An England supporter poses prior to the Russia 2018 World Cup Group G football match between Tunisia and England at the Volgograd Arena in Volgograd on June 18, 2018. / AFP PHOTO

Two England supporters were taken off a train on their way to the southern city and charged with being drunk in public, although those who made it to Volgograd were given a warm welcome despite England fans’ reputation for trouble at past tournaments.

“We were under the impression we would be constantly under attack. Before we got here we were worried, my family was worried,” said 27-year-old Jordan Price as he enjoyed a beer with two friends on a bar terrace.

The trio, however, said locals had even offered them help in buying insect repellent to protect against the swarms of midges that had descended on the city on the banks of the Volga.

Turnout for the match, however, was expected to be low, with less than 2,000 tickets sold to fans coming from Britain, according to England’s Football Supporters’ Federation.

Gareth Southgate’s men were set to take on Tunisia in the city formerly known as Stalingrad, site of World War II’s bloodiest battle where almost two million people lost their lives.

The draw comes as ties between Moscow and London reach lows not seen since the Cold War, following the poisoning of the former double agent Sergei Skripal along with his daughter in England, as well as accusations of Russian interference in the Brexit referendum.

But London-born Camilla Croxton, in Russia for the first time for the tournament, had only kind words for the country and the locals she had met.

“I went in with low expectations but Russia has blown my mind,” the 28-year-old NGO worker told AFP.

“Volgograd has a really small-town vibe. People will come up to me and try to speak English, even if their English isn’t the best. Google Translate has been getting a real workout,” she said.

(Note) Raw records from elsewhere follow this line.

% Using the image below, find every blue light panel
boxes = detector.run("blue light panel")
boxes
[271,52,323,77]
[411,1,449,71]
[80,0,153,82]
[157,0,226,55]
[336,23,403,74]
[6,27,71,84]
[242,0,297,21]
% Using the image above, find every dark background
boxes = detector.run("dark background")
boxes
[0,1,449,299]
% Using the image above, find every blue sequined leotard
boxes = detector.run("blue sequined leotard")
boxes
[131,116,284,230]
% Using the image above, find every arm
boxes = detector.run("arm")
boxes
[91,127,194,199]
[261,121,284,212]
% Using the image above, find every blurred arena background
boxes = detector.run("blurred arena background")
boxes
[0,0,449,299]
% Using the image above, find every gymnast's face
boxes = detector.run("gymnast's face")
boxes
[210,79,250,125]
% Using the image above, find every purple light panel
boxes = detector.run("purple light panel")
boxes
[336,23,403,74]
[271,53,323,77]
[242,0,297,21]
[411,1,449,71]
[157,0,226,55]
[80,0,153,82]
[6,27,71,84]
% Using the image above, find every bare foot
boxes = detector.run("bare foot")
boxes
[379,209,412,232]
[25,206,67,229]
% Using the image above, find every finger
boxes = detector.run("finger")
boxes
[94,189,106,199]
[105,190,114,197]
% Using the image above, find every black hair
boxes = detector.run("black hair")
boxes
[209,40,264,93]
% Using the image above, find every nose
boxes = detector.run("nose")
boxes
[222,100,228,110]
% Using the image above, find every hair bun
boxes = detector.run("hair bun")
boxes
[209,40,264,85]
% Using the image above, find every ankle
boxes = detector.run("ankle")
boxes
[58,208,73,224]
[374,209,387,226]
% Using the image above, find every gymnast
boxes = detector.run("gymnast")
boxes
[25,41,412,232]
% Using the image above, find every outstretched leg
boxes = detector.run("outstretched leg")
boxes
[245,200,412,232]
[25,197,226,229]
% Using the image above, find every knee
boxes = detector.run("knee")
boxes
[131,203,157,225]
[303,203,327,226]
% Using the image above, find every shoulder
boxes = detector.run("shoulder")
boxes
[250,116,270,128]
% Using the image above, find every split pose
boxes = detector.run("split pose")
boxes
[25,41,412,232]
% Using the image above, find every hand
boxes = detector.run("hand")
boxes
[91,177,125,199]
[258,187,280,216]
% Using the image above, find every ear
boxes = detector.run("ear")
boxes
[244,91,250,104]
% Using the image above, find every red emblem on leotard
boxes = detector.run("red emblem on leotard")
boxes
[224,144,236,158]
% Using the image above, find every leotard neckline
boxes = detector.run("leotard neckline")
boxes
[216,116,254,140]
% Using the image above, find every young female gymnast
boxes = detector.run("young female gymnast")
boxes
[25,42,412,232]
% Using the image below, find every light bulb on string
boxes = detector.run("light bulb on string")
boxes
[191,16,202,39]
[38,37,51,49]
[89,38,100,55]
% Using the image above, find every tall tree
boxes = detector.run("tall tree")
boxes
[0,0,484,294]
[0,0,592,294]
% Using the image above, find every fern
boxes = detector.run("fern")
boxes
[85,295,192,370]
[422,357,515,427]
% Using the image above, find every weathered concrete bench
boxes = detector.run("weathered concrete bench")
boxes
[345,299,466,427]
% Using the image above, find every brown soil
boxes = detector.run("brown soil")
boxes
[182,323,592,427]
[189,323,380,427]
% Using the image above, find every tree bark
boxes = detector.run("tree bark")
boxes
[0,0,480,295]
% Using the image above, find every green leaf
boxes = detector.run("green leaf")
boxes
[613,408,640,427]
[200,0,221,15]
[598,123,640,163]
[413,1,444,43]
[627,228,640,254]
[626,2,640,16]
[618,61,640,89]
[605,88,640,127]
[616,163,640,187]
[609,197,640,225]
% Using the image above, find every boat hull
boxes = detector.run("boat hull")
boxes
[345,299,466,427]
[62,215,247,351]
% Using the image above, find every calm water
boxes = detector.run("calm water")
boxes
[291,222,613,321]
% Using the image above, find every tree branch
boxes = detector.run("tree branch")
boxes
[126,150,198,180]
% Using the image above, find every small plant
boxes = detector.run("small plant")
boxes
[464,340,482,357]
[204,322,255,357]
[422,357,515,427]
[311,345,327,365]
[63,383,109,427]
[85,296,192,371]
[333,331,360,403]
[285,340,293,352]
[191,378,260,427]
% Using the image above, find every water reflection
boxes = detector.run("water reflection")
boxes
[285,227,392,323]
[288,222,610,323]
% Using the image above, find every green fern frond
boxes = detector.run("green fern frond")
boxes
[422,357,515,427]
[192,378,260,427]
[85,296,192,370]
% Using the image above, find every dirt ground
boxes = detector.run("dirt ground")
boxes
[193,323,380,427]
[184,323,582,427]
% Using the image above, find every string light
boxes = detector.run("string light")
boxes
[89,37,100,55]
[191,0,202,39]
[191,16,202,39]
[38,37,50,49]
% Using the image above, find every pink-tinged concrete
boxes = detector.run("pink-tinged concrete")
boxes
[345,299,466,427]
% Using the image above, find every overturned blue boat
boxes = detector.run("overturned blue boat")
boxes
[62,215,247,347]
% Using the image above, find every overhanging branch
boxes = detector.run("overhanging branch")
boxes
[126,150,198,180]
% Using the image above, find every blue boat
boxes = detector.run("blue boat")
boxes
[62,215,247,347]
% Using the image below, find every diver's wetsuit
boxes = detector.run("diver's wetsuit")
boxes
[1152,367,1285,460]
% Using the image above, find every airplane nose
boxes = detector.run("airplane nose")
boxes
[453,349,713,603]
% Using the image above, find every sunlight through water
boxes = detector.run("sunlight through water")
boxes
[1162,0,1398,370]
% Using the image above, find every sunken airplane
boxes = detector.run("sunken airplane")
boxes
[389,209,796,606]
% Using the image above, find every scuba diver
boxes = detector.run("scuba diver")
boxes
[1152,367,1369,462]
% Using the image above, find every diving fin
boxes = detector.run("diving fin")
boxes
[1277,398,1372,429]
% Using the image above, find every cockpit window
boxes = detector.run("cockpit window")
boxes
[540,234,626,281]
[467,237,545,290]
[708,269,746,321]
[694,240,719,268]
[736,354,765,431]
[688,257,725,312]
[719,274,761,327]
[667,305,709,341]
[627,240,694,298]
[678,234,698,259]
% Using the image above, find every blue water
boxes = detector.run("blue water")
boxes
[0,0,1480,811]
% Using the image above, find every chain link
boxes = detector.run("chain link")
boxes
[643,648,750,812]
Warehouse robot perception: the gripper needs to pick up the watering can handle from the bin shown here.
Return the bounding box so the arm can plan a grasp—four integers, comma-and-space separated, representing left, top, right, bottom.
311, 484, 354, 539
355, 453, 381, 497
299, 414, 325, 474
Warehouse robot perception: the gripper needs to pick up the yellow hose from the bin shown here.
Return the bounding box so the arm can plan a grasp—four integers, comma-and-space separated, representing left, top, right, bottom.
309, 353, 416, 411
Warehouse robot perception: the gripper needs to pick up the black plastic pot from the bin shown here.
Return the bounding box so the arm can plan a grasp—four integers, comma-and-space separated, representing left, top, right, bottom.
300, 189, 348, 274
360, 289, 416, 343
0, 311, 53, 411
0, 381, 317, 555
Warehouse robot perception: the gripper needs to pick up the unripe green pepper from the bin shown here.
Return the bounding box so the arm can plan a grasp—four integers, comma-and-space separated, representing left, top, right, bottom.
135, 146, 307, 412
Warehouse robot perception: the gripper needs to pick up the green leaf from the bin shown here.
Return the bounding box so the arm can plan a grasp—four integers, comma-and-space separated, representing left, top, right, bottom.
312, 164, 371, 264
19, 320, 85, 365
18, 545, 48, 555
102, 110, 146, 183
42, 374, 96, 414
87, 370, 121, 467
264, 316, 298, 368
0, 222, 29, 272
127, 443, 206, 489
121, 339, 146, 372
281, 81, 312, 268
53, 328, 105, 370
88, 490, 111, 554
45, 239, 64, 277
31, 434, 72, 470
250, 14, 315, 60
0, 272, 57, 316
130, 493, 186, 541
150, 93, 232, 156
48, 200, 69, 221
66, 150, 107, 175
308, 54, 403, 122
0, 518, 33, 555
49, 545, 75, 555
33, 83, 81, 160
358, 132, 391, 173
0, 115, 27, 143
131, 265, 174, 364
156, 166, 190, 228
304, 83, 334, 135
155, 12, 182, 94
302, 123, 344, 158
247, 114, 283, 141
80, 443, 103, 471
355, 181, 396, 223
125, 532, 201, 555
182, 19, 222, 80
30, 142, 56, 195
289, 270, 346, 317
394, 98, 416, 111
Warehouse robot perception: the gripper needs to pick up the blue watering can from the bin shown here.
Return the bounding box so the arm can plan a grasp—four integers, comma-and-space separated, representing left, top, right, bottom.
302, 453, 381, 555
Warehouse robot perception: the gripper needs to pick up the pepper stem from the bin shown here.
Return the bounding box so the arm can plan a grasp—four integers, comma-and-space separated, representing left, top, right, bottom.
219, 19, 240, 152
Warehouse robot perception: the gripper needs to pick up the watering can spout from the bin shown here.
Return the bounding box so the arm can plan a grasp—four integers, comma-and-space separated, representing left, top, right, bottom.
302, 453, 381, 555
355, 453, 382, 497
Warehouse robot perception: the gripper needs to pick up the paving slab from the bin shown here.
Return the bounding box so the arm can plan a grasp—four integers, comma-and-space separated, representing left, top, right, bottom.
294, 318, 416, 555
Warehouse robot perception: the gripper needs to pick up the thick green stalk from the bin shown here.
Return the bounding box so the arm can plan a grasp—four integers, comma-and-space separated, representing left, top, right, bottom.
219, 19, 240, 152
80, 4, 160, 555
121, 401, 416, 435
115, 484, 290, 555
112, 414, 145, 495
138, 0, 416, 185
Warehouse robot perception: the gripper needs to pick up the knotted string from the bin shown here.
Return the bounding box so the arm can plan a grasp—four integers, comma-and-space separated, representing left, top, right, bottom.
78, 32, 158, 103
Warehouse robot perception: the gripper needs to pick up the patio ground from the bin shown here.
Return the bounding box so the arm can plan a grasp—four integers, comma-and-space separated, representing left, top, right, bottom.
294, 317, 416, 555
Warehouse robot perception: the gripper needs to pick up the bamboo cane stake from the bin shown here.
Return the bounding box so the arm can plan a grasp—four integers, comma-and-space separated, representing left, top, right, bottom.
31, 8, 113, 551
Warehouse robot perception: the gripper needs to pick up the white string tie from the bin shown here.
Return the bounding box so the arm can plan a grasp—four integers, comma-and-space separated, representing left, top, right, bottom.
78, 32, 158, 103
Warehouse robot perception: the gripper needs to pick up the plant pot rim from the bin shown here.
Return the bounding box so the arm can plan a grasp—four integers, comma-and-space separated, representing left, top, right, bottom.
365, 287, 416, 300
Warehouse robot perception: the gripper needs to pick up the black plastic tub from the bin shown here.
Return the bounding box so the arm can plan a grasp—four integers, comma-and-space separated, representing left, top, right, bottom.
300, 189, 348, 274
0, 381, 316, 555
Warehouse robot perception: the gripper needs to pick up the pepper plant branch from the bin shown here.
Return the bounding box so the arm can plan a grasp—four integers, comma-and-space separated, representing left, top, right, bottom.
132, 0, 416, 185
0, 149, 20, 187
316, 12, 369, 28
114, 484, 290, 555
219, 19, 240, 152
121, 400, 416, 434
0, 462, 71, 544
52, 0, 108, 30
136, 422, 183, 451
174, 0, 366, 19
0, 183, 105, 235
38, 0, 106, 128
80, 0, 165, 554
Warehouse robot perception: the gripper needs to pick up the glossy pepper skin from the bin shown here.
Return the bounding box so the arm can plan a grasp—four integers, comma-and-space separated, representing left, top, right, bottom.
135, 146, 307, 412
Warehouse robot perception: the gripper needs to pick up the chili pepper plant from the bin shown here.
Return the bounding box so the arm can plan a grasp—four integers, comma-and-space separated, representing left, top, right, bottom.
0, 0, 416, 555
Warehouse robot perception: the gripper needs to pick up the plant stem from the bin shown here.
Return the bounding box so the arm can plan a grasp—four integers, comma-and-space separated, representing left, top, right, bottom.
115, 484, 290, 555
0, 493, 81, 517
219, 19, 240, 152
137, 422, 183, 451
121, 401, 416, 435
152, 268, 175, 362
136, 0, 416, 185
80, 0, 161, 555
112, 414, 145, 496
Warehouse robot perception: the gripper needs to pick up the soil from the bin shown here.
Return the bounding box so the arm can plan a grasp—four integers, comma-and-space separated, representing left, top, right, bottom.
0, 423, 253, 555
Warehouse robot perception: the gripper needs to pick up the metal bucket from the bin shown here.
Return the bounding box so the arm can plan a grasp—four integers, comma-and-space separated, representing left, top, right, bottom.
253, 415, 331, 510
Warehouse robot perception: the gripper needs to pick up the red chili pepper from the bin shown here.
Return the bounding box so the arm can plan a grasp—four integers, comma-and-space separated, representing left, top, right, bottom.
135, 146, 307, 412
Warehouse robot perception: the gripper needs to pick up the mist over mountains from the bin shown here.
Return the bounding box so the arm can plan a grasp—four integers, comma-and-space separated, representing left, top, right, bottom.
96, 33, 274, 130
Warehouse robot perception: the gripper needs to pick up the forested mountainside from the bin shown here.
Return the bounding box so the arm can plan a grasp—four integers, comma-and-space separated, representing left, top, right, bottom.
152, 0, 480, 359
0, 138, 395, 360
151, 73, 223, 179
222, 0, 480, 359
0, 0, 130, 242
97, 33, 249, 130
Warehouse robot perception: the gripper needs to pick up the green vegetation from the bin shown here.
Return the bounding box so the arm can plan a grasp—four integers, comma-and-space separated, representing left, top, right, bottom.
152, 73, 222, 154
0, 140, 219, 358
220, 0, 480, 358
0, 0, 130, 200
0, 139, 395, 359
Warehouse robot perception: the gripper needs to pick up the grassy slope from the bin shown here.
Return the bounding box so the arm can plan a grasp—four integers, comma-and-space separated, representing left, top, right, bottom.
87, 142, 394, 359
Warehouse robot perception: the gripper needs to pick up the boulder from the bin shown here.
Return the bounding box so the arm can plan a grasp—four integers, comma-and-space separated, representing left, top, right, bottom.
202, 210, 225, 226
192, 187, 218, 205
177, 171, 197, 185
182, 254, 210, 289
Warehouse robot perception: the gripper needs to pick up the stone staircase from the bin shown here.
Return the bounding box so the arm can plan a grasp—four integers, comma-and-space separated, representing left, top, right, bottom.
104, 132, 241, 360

Teams of volunteers have been greeting supporters with chants and high-fives as they arrive at the million-strong city’s airport and main train station, while guides have been deployed throughout the centre.

Britain’s deputy ambassador to Russia, Lindsay Skoll, and Greg Clarke, chairman of the Football Association, laid wreaths in Volgograd’s Hall of Military Glory to commemorate the 75th anniversary of the Battle of Stalingrad.

“I think what this (wreath laying) demonstrates more than anything is that the enduring nature of the relationship between the UK and Volgograd outweighs any political ups and downs,” Skoll said.

The memorial complex to the battle includes The Motherland Calls, an 85-metre statue of a woman stepping forward with a raised sword that was once the tallest construction of its kind in the world.

– The only thing missing –

The friendly noises from both sides are a long way from the clashes between Russia and England fans in Marseille during Euro 2016, which left two people in a coma and others seriously injured.

Both Russian and British authorities are determined to avoid a repeat of the violence, with London confiscating the passports of more than 1,000 known hooligans before the World Cup and Moscow clamping down on those with a history of troublemaking.

Russian police said Monday they had charged two English supporters with drunkenness and removed them from a train to Volgograd after an incident in which one of the men cut himself on a carriage door.

A British embassy representative told AFP its staff were ready to offer consular assistance to the supporter and were in touch with Russian authorities.

Luc Jones of the Football Supporters’ Federation, in Volgograd for the game, said fears of violence might have kept some England supporters away.

“But it’s partly because the team has been so crap. When we lost to Iceland (in 2016) there were a lot of people who said they weren’t going to spend their money going to see them anymore.”

The 45-year-old praised the Russian organisers but lamented the lack of turnout for his side, as Tunisia’s flag-draped supporters made their presence felt.

“The only thing missing is the England fans,” he said.